A number of Harris County residents who participated in jury duty leading up to the summer left their pay on the table.

How we got here

According to a document from Harris County Treasurer Carla Wyatt, from April 1 through June 30, juror payment checks worth $142,248 were left uncashed. Jury checks not presented for payment or redeemed before the 90th day are considered forfeited and void, according to Texas law.
  • Commissioners approved transferring the unused money to the county's general fund Oct. 31.

Until September, jurors were receiving $6 a day for service and $40 on subsequent days.

The jury payment method changed on Sept. 1 when officials with the Harris County District Clerk's Office announced the county would pay jurors using debit cards via CourtFunds Pay Cards.
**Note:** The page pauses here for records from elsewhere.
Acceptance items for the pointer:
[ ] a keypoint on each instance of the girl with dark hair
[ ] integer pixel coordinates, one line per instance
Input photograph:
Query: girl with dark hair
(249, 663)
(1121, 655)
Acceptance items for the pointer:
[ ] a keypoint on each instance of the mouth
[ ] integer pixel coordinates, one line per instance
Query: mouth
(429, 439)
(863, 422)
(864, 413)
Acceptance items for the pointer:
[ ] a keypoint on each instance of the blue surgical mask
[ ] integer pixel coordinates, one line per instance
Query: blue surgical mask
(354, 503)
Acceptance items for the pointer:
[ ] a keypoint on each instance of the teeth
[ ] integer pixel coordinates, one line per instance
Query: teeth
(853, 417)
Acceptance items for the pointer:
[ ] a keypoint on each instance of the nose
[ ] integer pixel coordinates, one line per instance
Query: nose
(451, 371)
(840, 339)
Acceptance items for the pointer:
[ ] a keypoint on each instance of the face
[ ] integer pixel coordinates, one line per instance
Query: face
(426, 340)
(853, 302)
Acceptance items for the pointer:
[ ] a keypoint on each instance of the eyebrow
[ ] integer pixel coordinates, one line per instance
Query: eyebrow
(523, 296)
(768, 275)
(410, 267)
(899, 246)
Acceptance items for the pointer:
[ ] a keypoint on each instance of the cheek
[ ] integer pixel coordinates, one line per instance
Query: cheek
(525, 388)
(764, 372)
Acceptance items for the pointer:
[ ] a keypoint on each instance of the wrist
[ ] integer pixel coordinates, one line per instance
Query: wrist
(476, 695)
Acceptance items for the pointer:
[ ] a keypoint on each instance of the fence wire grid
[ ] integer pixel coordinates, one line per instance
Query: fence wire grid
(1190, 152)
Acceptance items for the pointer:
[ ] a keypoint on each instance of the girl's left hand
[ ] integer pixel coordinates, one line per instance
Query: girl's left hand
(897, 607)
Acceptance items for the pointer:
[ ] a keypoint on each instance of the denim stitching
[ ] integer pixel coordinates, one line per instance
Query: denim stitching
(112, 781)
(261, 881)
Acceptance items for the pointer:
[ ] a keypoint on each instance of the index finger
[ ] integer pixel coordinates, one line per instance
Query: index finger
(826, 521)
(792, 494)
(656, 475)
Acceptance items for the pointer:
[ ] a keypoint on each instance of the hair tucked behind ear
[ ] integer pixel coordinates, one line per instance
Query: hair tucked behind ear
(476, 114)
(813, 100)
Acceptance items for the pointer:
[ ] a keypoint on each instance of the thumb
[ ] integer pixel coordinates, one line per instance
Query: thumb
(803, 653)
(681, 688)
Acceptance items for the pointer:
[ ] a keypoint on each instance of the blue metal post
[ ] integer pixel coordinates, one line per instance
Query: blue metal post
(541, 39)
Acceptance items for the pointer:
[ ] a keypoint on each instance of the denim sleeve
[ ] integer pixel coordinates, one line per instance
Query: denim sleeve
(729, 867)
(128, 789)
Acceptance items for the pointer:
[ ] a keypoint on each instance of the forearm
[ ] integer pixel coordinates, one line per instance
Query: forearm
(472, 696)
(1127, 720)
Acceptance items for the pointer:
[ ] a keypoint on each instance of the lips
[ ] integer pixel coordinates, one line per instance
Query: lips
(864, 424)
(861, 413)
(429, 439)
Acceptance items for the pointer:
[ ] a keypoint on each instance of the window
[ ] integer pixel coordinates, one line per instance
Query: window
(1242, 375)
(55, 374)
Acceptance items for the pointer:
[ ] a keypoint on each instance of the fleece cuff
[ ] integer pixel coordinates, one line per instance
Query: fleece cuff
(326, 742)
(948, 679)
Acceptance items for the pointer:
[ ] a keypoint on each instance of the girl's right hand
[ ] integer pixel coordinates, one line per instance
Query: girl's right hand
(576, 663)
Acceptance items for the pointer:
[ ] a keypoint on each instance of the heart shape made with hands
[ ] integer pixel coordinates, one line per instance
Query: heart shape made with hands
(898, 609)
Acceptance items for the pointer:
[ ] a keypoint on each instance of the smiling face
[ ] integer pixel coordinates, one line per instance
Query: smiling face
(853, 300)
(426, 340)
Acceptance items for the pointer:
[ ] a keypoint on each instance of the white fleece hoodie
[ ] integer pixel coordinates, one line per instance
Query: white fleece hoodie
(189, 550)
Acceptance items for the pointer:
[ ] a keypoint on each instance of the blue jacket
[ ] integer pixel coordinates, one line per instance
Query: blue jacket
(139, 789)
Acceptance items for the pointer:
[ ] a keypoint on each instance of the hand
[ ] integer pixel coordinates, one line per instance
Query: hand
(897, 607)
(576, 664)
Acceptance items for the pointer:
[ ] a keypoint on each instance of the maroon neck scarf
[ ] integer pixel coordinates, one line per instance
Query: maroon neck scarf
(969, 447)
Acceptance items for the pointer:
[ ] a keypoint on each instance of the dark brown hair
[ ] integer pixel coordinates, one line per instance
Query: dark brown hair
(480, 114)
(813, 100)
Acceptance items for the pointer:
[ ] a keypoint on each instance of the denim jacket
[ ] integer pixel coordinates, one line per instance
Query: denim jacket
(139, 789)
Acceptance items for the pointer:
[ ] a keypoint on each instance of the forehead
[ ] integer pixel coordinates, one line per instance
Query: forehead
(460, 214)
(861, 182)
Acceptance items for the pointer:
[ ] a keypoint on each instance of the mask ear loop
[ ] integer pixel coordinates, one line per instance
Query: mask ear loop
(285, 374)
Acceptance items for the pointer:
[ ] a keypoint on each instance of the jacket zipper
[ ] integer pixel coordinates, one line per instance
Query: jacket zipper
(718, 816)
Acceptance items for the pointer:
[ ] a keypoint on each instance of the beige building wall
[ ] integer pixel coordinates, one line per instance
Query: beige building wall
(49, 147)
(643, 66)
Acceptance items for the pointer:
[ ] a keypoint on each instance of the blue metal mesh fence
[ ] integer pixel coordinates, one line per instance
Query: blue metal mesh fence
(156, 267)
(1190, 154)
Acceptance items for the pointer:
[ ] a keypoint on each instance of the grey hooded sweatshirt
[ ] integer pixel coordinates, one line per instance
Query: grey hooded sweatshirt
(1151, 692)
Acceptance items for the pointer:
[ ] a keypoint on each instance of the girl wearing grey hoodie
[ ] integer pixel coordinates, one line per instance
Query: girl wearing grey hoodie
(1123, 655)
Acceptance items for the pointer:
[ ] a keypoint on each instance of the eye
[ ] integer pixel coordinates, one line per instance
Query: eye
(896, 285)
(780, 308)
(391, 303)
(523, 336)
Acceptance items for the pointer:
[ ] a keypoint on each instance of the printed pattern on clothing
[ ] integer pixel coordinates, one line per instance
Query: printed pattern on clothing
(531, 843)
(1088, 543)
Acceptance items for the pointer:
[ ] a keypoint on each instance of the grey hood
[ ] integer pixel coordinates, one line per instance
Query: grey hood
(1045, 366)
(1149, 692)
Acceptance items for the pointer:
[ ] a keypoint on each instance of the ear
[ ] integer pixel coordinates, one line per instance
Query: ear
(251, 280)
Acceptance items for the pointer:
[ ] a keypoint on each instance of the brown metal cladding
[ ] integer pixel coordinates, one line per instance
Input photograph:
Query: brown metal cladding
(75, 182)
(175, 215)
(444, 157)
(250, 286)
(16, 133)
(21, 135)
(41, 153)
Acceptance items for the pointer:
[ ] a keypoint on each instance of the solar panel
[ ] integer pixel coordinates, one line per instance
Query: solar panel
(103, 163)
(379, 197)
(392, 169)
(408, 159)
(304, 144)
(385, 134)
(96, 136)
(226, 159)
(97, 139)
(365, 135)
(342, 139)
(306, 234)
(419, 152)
The pay cards were scanned upon check-in and then automatically activated at least two business days after the conclusion of jury service.

District Clerk Marilyn Burgess said in a September news release the new payment method would make it easier, faster and more convenient for the jurors.
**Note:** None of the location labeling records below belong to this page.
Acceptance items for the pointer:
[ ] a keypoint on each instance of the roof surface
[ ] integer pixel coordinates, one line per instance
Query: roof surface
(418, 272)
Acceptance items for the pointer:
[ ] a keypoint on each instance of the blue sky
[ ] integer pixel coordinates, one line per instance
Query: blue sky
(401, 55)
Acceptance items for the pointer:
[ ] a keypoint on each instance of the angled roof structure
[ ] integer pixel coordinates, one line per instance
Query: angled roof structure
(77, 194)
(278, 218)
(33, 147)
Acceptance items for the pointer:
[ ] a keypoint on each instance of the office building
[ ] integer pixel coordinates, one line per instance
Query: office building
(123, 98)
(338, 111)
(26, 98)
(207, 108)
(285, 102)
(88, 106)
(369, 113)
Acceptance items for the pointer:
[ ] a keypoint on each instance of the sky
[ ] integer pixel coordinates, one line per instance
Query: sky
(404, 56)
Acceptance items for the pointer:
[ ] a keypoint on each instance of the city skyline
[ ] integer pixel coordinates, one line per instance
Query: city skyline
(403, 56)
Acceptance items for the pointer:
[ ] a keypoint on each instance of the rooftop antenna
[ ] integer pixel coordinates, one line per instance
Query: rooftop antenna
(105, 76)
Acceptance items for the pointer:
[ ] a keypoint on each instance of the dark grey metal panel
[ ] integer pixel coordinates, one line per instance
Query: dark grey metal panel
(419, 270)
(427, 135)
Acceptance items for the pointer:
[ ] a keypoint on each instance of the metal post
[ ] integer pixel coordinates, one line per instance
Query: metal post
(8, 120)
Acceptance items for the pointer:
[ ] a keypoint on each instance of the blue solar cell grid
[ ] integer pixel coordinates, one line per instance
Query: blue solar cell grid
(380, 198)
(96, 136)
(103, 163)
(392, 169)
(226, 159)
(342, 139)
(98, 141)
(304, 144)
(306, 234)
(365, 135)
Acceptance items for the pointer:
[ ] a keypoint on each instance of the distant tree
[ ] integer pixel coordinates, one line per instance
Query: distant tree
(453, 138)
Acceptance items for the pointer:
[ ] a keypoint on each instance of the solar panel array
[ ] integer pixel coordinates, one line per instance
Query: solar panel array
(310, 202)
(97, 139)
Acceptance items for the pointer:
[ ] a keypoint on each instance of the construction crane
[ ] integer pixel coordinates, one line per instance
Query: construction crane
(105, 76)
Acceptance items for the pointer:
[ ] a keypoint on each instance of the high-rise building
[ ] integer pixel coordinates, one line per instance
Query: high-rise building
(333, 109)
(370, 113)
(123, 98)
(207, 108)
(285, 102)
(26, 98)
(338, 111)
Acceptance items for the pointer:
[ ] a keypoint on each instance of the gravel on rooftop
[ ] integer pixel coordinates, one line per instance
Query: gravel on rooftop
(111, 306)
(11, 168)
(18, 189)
"Some jurors may not have a bank account, and being paid with a check at the end of their service may not be the most convenient option for them," Burgess said.
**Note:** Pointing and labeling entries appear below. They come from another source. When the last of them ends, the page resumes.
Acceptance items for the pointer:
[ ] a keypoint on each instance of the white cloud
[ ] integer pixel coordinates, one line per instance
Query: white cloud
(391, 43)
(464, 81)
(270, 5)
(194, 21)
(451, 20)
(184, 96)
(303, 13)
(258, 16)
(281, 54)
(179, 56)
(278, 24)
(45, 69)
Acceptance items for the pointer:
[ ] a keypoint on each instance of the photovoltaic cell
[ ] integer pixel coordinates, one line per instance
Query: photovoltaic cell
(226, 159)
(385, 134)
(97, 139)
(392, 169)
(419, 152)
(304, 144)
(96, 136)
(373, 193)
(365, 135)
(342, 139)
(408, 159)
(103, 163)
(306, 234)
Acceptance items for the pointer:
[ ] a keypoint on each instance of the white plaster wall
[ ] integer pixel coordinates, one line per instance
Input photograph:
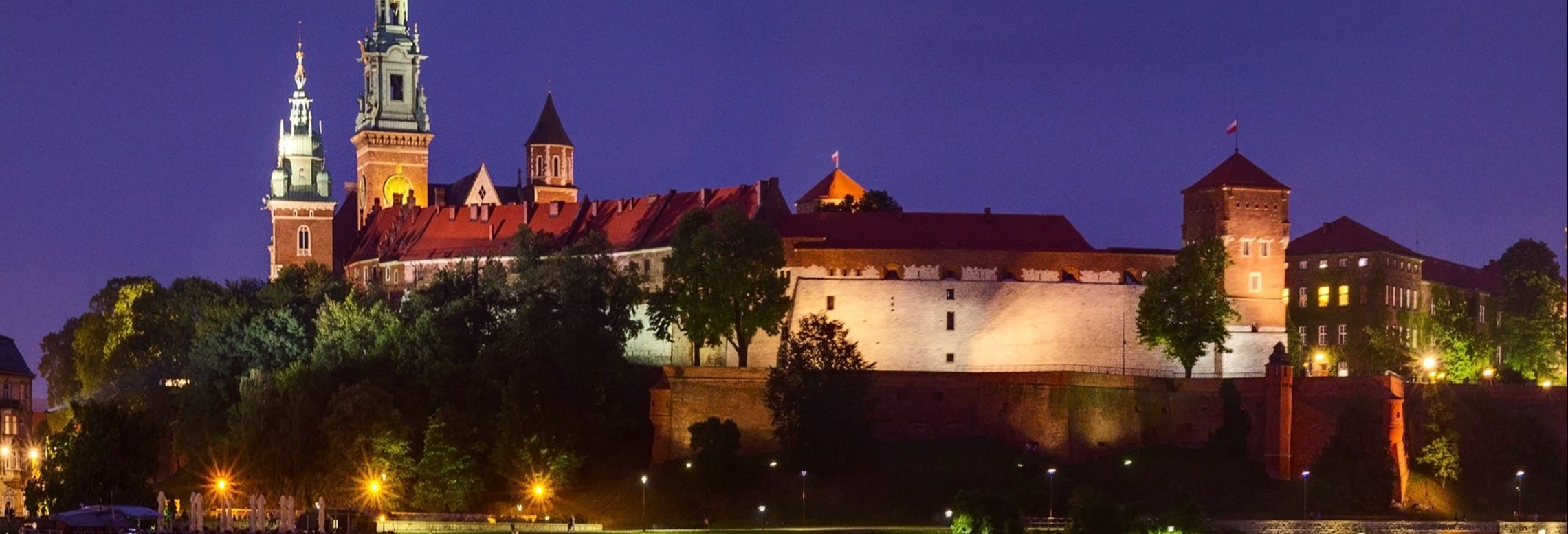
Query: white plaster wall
(1004, 326)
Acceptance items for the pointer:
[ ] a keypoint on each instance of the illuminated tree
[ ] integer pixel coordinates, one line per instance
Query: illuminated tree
(1184, 307)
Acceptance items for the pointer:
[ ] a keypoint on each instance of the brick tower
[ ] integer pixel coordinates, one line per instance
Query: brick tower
(1250, 212)
(300, 198)
(551, 175)
(393, 131)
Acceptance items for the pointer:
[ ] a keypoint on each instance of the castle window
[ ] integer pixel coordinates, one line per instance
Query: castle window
(395, 85)
(303, 240)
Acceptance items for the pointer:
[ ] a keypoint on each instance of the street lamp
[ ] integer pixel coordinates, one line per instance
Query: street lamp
(1303, 492)
(645, 502)
(1051, 474)
(1519, 492)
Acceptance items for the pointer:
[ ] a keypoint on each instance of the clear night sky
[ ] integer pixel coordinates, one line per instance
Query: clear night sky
(137, 137)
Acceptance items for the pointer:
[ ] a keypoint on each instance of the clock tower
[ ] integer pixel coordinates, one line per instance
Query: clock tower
(393, 131)
(300, 198)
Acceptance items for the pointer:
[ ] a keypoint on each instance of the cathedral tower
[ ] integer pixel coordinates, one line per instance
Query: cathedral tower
(300, 198)
(1250, 212)
(551, 159)
(393, 131)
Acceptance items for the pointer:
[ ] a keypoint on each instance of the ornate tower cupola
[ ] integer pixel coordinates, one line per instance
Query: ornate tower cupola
(300, 198)
(549, 164)
(393, 129)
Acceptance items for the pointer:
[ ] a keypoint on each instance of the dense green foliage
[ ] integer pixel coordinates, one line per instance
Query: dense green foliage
(1184, 307)
(819, 395)
(483, 377)
(109, 454)
(1355, 474)
(722, 282)
(872, 201)
(1534, 335)
(985, 513)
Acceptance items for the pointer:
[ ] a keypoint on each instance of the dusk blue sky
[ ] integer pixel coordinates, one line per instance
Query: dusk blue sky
(138, 135)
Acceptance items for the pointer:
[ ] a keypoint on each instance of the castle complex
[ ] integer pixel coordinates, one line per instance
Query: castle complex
(921, 291)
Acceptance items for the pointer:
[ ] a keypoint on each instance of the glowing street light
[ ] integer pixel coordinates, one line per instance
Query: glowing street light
(1051, 474)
Derrick Whitsett participated in jury duty this year and said he thinks checks don't get mailed to the juror's address.

"I think people are forgetting their checks because there's no way of double checking to see if you'll receive one," he said.

Also of note

Alongside the new debit cards, Sept. 1 also marked the increase in juror pay from $6 to $20 on the first day and from $40 to $58 on subsequent days.
  • The pay increase was due to House Bill 3474 that was signed into law during the 88th legislative session in June.